The TKG provides self-service life cycle management of TKG clusters. You use the TKG to create and manage TKG clusters in a declarative manner that is familiar to Kubernetes operators and developers.
TKG Components
The TKG exposes three layers of controllers to manage the lifecycle of a TKG cluster.
- The TKG provisions clusters that include the components necessary to integrate with the underlying vSphere Namespace resources. These components include a Cloud Provider Plug-in that integrates with the Supervisor. In addition, a TKG cluster passes requests for persistent volumes to the Supervisor, which is integrated with VMware Cloud Native Storage (CNS). See Persistent Storage for Workloads.
- The Cluster API provides declarative, Kubernetes-style APIs for cluster creation, configuration, and management. The inputs to Cluster API include a resource describing the cluster, a set of resources describing the virtual machines that make up the cluster, and a set of resources describing cluster add-ons.

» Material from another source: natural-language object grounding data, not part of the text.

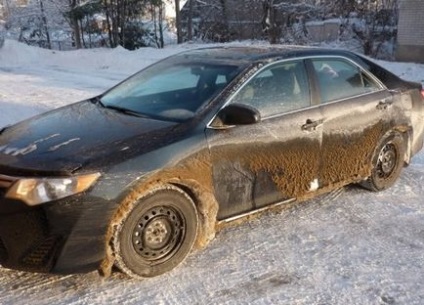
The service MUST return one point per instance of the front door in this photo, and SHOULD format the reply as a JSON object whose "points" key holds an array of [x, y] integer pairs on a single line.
{"points": [[275, 159]]}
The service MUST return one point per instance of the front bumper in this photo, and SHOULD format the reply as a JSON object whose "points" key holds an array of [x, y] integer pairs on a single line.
{"points": [[65, 236]]}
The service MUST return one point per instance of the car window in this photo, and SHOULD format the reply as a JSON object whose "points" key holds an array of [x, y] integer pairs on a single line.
{"points": [[276, 89], [340, 79], [170, 90]]}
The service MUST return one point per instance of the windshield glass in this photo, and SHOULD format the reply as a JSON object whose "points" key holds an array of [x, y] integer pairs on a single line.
{"points": [[170, 90]]}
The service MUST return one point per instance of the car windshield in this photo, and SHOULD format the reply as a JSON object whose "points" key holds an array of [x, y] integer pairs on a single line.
{"points": [[171, 90]]}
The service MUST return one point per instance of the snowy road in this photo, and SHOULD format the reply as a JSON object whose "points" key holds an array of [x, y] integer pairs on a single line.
{"points": [[348, 247]]}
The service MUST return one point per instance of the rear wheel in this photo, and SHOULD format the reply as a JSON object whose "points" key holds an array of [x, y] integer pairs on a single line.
{"points": [[157, 234], [388, 161]]}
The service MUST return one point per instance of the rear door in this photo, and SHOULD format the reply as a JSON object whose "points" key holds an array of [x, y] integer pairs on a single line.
{"points": [[273, 160], [357, 111]]}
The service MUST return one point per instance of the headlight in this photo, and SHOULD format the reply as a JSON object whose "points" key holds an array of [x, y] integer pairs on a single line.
{"points": [[37, 191]]}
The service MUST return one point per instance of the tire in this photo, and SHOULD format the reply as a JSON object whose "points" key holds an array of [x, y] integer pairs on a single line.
{"points": [[387, 163], [157, 234]]}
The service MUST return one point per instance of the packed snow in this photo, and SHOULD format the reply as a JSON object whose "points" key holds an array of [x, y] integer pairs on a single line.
{"points": [[348, 247]]}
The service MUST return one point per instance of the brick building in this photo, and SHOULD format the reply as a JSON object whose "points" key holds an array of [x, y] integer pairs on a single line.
{"points": [[410, 39]]}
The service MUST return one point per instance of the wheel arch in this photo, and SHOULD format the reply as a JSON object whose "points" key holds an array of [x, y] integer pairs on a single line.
{"points": [[406, 133], [204, 200]]}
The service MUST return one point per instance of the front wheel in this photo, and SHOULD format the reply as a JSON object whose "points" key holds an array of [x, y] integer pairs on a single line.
{"points": [[156, 234], [387, 162]]}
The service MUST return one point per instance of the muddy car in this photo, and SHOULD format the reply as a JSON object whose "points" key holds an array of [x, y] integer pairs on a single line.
{"points": [[140, 175]]}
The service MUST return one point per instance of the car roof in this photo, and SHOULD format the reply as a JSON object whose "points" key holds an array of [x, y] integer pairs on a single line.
{"points": [[251, 54]]}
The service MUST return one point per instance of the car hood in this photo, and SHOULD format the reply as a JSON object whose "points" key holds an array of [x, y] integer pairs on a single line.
{"points": [[82, 135]]}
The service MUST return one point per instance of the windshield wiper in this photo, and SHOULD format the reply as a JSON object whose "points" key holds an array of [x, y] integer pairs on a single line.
{"points": [[119, 108], [124, 110]]}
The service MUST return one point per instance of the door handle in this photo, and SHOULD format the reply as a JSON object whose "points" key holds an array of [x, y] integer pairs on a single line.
{"points": [[384, 104], [311, 125]]}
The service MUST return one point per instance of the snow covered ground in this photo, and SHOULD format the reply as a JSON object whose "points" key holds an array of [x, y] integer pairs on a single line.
{"points": [[348, 247]]}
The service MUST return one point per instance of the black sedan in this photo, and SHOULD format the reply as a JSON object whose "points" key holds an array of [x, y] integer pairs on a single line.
{"points": [[141, 174]]}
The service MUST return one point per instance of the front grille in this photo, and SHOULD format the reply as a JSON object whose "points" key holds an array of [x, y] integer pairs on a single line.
{"points": [[6, 181], [41, 256]]}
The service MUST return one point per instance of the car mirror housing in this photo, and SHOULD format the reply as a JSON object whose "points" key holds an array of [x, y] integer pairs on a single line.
{"points": [[239, 114]]}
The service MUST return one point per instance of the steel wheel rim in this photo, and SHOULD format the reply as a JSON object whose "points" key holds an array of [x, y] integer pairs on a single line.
{"points": [[387, 160], [158, 233]]}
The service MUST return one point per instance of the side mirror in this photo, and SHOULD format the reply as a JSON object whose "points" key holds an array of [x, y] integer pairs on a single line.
{"points": [[238, 114]]}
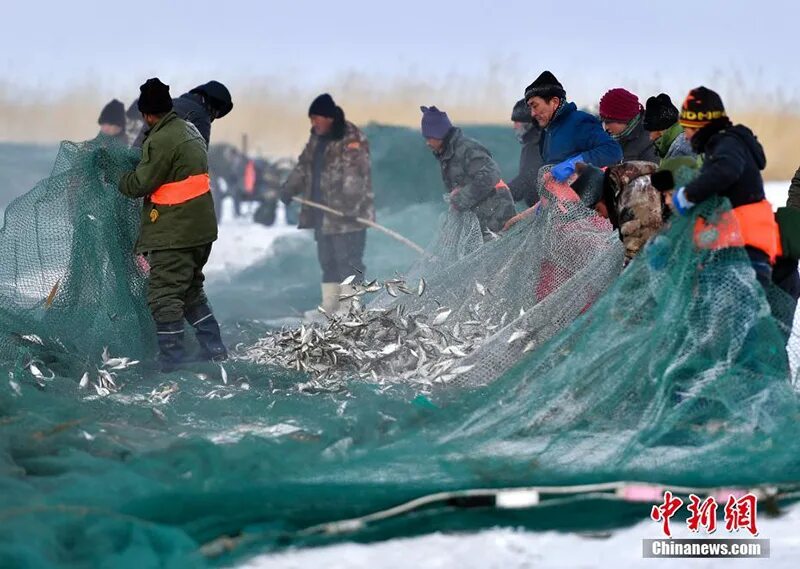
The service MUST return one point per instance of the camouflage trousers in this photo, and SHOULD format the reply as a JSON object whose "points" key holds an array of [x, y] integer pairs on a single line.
{"points": [[341, 255], [176, 282]]}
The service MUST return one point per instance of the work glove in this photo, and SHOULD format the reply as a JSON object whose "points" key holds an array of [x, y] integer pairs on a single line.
{"points": [[566, 168], [286, 197], [680, 202], [662, 180]]}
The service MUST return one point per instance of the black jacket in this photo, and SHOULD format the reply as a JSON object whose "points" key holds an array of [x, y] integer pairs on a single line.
{"points": [[190, 107], [524, 186], [638, 146], [732, 165], [794, 191]]}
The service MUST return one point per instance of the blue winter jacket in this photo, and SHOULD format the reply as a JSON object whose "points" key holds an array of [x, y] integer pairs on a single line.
{"points": [[574, 132]]}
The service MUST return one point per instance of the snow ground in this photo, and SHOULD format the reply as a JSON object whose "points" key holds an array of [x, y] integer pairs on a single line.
{"points": [[510, 549], [243, 243]]}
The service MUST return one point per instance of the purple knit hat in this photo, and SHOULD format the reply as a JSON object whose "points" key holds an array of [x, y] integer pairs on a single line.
{"points": [[435, 123]]}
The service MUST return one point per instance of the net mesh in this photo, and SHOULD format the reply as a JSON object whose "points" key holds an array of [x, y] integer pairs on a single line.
{"points": [[69, 283], [674, 373]]}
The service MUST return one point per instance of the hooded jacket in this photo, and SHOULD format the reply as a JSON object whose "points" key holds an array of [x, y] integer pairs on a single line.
{"points": [[573, 132], [343, 180], [467, 166]]}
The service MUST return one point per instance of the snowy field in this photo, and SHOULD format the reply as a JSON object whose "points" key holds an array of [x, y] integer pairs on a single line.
{"points": [[509, 549], [242, 243]]}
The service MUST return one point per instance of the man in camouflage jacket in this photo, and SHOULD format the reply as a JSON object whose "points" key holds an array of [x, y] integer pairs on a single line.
{"points": [[334, 170], [470, 174]]}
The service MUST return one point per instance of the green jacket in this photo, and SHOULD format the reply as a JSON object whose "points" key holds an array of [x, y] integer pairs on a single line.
{"points": [[672, 143], [172, 151]]}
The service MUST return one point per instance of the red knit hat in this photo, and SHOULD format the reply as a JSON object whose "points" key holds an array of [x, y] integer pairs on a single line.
{"points": [[619, 105]]}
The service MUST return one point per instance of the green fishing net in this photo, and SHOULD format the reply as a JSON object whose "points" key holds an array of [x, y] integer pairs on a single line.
{"points": [[675, 372]]}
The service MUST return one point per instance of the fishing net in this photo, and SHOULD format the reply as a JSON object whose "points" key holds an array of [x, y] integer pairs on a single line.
{"points": [[675, 373], [69, 282]]}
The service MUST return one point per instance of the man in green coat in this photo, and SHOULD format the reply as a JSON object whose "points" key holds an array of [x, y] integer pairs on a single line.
{"points": [[177, 228]]}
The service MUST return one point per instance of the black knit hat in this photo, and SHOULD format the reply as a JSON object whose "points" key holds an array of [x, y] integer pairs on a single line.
{"points": [[702, 105], [155, 98], [545, 86], [113, 113], [323, 106], [521, 112], [217, 96], [659, 113]]}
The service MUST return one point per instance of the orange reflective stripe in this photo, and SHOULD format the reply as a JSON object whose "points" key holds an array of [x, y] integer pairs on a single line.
{"points": [[250, 177], [752, 224], [179, 192]]}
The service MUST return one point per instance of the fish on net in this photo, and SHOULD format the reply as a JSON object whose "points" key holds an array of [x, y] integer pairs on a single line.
{"points": [[467, 310]]}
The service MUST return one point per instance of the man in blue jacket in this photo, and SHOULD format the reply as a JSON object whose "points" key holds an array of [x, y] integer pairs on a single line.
{"points": [[569, 136]]}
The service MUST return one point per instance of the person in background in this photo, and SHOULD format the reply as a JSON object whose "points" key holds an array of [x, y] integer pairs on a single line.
{"points": [[784, 272], [524, 186], [471, 176], [622, 114], [334, 170], [569, 136], [201, 106], [178, 226], [112, 121], [661, 121]]}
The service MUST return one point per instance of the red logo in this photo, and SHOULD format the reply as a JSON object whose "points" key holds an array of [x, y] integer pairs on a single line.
{"points": [[666, 510], [739, 513]]}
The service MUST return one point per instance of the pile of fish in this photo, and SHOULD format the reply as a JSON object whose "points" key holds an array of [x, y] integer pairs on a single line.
{"points": [[381, 345]]}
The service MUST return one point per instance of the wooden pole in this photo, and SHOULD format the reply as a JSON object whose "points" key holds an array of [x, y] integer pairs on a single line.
{"points": [[361, 220]]}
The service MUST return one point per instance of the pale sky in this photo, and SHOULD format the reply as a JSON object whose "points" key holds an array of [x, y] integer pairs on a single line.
{"points": [[673, 45]]}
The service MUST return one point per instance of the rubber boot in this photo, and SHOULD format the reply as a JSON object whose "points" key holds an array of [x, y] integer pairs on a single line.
{"points": [[207, 331], [346, 304], [170, 345], [330, 303]]}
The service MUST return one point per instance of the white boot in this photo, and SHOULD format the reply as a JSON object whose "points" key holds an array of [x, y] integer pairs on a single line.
{"points": [[344, 305], [330, 303], [330, 297]]}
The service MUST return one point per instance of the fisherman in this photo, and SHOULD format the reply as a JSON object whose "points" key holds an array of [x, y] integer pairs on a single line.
{"points": [[785, 273], [201, 106], [569, 136], [524, 186], [178, 226], [334, 170], [621, 114], [112, 122], [661, 121], [732, 164], [625, 194], [470, 174]]}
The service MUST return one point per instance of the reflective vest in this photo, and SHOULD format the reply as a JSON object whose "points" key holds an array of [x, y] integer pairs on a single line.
{"points": [[751, 225], [249, 182], [176, 193]]}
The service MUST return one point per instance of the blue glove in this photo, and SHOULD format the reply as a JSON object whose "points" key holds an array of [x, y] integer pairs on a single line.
{"points": [[566, 169], [681, 202]]}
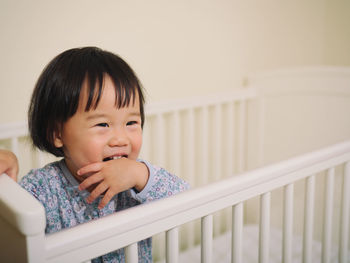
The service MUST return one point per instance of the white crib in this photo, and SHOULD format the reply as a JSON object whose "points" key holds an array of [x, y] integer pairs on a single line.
{"points": [[226, 138]]}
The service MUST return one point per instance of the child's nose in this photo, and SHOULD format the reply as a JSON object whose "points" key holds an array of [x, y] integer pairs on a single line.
{"points": [[119, 138]]}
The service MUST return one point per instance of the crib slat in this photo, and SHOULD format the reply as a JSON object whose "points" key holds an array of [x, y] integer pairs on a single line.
{"points": [[344, 223], [217, 156], [264, 227], [131, 253], [230, 139], [218, 141], [308, 219], [191, 145], [172, 245], [288, 223], [207, 239], [237, 230], [241, 135], [328, 213], [176, 143], [205, 145], [159, 139]]}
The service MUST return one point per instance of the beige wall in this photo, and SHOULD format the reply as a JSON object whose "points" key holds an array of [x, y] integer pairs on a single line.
{"points": [[177, 48]]}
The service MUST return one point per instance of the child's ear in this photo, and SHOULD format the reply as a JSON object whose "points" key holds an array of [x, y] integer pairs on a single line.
{"points": [[57, 140]]}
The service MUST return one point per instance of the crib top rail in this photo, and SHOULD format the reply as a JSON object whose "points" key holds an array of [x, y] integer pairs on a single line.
{"points": [[126, 227]]}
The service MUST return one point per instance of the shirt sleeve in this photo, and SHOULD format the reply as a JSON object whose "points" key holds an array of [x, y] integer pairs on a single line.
{"points": [[160, 184]]}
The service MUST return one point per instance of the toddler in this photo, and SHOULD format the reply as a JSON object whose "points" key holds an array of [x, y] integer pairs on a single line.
{"points": [[87, 107]]}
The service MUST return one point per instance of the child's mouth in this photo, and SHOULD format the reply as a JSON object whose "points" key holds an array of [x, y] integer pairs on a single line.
{"points": [[114, 158]]}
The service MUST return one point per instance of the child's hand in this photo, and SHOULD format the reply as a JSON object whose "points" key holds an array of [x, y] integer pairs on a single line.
{"points": [[113, 177], [8, 164]]}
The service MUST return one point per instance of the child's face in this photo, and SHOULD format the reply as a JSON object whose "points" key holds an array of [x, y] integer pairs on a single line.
{"points": [[101, 134]]}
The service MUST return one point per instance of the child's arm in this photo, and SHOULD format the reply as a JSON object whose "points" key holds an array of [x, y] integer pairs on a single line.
{"points": [[8, 164], [113, 177], [154, 182]]}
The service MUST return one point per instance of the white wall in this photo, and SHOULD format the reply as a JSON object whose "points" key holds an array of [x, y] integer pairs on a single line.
{"points": [[177, 48]]}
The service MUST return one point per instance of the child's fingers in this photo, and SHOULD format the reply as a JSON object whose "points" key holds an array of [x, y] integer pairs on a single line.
{"points": [[102, 187], [90, 168], [105, 200], [93, 179]]}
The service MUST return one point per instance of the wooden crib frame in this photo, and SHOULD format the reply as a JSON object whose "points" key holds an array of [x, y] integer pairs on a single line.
{"points": [[24, 218], [222, 184]]}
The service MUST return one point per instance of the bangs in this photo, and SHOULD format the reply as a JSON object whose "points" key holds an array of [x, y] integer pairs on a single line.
{"points": [[125, 93]]}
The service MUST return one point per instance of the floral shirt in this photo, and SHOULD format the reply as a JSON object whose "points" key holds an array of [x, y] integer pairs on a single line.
{"points": [[66, 206]]}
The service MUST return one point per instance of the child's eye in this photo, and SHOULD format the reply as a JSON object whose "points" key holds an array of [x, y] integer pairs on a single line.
{"points": [[131, 123], [103, 124]]}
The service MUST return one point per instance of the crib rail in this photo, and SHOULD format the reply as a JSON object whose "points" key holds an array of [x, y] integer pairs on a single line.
{"points": [[125, 228]]}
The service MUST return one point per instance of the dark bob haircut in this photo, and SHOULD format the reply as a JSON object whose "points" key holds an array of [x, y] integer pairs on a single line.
{"points": [[56, 94]]}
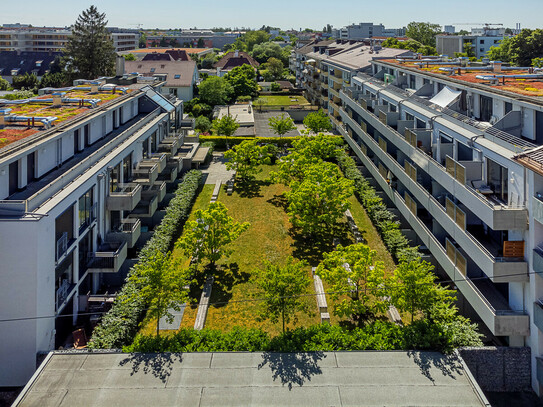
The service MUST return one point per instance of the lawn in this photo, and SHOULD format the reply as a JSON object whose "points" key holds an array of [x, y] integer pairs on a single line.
{"points": [[281, 100], [269, 238]]}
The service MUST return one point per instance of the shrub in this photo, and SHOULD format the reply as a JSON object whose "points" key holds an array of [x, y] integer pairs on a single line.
{"points": [[120, 324]]}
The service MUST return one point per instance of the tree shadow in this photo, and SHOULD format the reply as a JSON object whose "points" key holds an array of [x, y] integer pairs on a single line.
{"points": [[448, 365], [312, 248], [159, 365], [279, 201], [226, 277], [250, 188], [292, 368]]}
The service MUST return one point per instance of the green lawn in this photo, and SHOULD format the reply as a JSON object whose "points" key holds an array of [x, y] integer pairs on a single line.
{"points": [[280, 100], [269, 238]]}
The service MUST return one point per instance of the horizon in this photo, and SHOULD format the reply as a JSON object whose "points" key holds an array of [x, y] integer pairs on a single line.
{"points": [[242, 13]]}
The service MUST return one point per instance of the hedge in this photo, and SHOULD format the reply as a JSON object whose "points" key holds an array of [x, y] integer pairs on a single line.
{"points": [[383, 220], [379, 335], [120, 324], [220, 142]]}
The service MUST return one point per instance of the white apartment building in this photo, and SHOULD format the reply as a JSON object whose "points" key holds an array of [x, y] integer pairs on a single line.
{"points": [[31, 39], [454, 150], [82, 184]]}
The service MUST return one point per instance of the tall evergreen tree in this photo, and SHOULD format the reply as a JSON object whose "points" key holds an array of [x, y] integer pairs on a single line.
{"points": [[90, 52]]}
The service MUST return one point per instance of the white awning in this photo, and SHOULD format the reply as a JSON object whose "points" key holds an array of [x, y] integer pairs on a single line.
{"points": [[446, 97]]}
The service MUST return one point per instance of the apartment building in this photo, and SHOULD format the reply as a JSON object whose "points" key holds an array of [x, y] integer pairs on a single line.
{"points": [[85, 175], [33, 39], [456, 152]]}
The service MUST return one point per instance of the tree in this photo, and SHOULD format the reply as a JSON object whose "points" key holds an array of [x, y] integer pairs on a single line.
{"points": [[413, 288], [424, 33], [215, 91], [282, 289], [242, 79], [275, 67], [202, 124], [161, 285], [281, 125], [225, 126], [246, 157], [207, 237], [26, 81], [355, 272], [320, 199], [90, 51], [317, 122], [4, 85]]}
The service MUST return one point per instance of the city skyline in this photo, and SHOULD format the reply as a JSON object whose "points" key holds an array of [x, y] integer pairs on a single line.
{"points": [[283, 14]]}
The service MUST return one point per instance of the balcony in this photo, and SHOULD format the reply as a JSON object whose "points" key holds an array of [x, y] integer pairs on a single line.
{"points": [[128, 231], [109, 258], [481, 294], [145, 173], [478, 247], [155, 158], [496, 215], [125, 198], [146, 208]]}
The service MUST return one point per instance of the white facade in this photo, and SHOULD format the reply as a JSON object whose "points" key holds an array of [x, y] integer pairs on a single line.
{"points": [[71, 208]]}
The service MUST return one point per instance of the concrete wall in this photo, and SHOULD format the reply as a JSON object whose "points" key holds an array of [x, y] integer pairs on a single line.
{"points": [[499, 369]]}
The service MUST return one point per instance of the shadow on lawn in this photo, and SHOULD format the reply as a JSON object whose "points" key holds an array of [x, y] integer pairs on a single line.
{"points": [[311, 248], [250, 188]]}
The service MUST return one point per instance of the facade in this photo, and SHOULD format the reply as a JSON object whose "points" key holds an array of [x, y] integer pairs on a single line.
{"points": [[84, 178], [456, 156], [31, 39], [179, 77], [450, 44]]}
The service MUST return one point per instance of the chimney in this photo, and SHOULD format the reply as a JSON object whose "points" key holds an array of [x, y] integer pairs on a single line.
{"points": [[119, 66], [496, 66]]}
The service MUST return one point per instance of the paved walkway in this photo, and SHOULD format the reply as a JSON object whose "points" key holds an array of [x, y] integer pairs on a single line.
{"points": [[216, 171], [311, 379]]}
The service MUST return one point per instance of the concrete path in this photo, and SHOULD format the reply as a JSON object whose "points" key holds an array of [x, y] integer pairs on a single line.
{"points": [[216, 171], [164, 324]]}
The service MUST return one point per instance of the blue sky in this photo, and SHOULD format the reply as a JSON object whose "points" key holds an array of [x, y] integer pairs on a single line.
{"points": [[283, 13]]}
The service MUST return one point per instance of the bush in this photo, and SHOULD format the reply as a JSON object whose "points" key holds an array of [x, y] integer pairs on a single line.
{"points": [[379, 335], [220, 142], [120, 324], [383, 220]]}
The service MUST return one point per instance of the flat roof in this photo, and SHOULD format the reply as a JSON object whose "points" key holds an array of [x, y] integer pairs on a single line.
{"points": [[65, 112], [531, 87], [391, 378]]}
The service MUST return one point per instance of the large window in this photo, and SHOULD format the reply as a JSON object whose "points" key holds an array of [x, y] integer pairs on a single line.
{"points": [[86, 210]]}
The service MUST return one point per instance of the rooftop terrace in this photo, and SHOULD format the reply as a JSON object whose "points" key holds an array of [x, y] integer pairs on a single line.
{"points": [[22, 118], [523, 81]]}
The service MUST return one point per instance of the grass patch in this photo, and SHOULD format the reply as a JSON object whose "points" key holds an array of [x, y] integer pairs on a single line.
{"points": [[281, 100]]}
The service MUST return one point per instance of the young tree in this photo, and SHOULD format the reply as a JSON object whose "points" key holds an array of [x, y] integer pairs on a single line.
{"points": [[424, 33], [90, 51], [242, 79], [282, 289], [413, 288], [215, 91], [320, 199], [354, 271], [162, 285], [246, 158], [317, 122], [281, 125], [225, 126], [207, 237]]}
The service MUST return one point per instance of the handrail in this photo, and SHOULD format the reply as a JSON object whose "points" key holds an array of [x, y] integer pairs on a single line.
{"points": [[73, 173]]}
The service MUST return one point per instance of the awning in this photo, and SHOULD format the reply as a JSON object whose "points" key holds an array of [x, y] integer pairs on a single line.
{"points": [[446, 97]]}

- The Virtual Machine Service provides a declarative, Kubernetes-style API for management of VMs and associated vSphere resources. The Virtual Machine Service introduces the concept of a virtual machine class that represents an abstract reusable hardware configuration. The functionality provided by the Virtual Machine Service is used to manage the lifecycle of the control plane and worker node VMs hosting a TKG cluster.
TKG Cluster Components
The components that run in a TKG cluster span four areas: Authentication and authorization, storage integration, pod networking, and load balancing.
- Authentication webhook: A webhook running as a pod inside the cluster to validate user authentication tokens.
- Container Storage Interface Plugin: A Paravirtual CSI plug-in that integrates with CNS through the Supervisor.
- Container Network Interface Plug-in: A CNI plugin that provides pod networking.
- Cloud Provider Implementation: Supports creating Kubernetes load balancer services.
TKG API
You use the TKG API to provision and manage TKG clusters. It is a declarative API that you invoke using kubectl and YAML. You can download the VMware expanded kubectl executable from theSupervisor API endpoint IP.
With a declarative API, instead of making imperative commands to the system, you specify the desired state of the TKG cluster: how many nodes, available storage, VM sizes, Kubernetes software version. The TKG does the work to provision a cluster that matches the desired state.
To call the TKG API, you invoke kubectl using a YAML file, which in turn invokes the API. After the cluster is created, you update the YAML to update the cluster.